U.S., U.K., and Global Partners Release Secure AI System Development Guidelines
27.11.23 AI The Hacker News
The U.K. and U.S., along with international partners from 16 other countries, have released new guidelines for the development of secure artificial intelligence (AI) systems.
"The approach prioritizes ownership of security outcomes for customers, embraces radical transparency and accountability, and establishes organizational structures where secure design is a top priority," the U.S. Cybersecurity and Infrastructure Security Agency (CISA) said.
The goal is to increase cyber security levels of AI and help ensure that the technology is designed, developed, and deployed in a secure manner, the National Cyber Security Centre (NCSC) added.
The guidelines also build upon the U.S. government's ongoing efforts to manage the risks posed by AI by ensuring that new tools are tested adequately before public release, there are guardrails in place to address societal harms, such as bias and discrimination, and privacy concerns, and setting up robust methods for consumers to identify AI-generated material.
The commitments also require companies to commit to facilitating third-party discovery and reporting of vulnerabilities in their AI systems through a bug bounty system so that they can be found and fixed swiftly.
The latest guidelines "help developers ensure that cyber security is both an essential precondition of AI system safety and integral to the development process from the outset and throughout, known as a 'secure by design' approach," NCSC said.

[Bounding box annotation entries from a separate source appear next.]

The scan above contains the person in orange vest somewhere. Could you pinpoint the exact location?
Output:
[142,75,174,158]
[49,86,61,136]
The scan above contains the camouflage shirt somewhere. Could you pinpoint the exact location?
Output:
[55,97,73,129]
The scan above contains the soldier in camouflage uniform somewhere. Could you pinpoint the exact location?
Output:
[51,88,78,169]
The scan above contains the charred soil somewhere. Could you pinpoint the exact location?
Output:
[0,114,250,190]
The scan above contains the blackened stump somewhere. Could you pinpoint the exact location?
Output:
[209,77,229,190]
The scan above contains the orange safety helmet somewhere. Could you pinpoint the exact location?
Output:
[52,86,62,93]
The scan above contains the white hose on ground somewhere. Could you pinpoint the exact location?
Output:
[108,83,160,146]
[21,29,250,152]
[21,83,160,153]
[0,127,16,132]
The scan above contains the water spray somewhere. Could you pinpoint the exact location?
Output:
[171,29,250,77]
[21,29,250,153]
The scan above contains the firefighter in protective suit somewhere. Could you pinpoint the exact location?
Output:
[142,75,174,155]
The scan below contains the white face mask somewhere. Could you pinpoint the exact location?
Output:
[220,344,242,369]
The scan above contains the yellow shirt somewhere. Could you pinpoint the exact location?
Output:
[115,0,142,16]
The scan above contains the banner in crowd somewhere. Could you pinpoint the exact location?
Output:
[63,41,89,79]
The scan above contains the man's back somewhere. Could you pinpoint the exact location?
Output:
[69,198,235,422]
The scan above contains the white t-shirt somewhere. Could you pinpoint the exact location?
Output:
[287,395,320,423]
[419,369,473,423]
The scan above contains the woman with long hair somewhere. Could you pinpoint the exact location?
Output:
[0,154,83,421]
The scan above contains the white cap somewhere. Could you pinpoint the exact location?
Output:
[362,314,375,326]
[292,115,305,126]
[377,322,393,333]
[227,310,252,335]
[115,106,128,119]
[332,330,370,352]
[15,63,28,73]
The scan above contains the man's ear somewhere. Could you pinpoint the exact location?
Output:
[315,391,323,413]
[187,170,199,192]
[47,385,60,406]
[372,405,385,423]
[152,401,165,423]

This encompasses secure design, secure development, secure deployment, and secure operation and maintenance, covering all significant areas within the AI system development life cycle, requiring that organizations model the threats to their systems as well as safeguard their supply chains and infrastructure.
The aim, the agencies noted, is to also combat adversarial attacks targeting AI and machine learning (ML) systems that aim to cause unintended behavior in various ways, including affecting a model's classification, allowing users to perform unauthorized actions, and extracting sensitive information.
"There are many ways to achieve these effects, such as prompt injection attacks in the large language model (LLM) domain, or deliberately corrupting the training data or user feedback (known as 'data poisoning')," NCSC noted.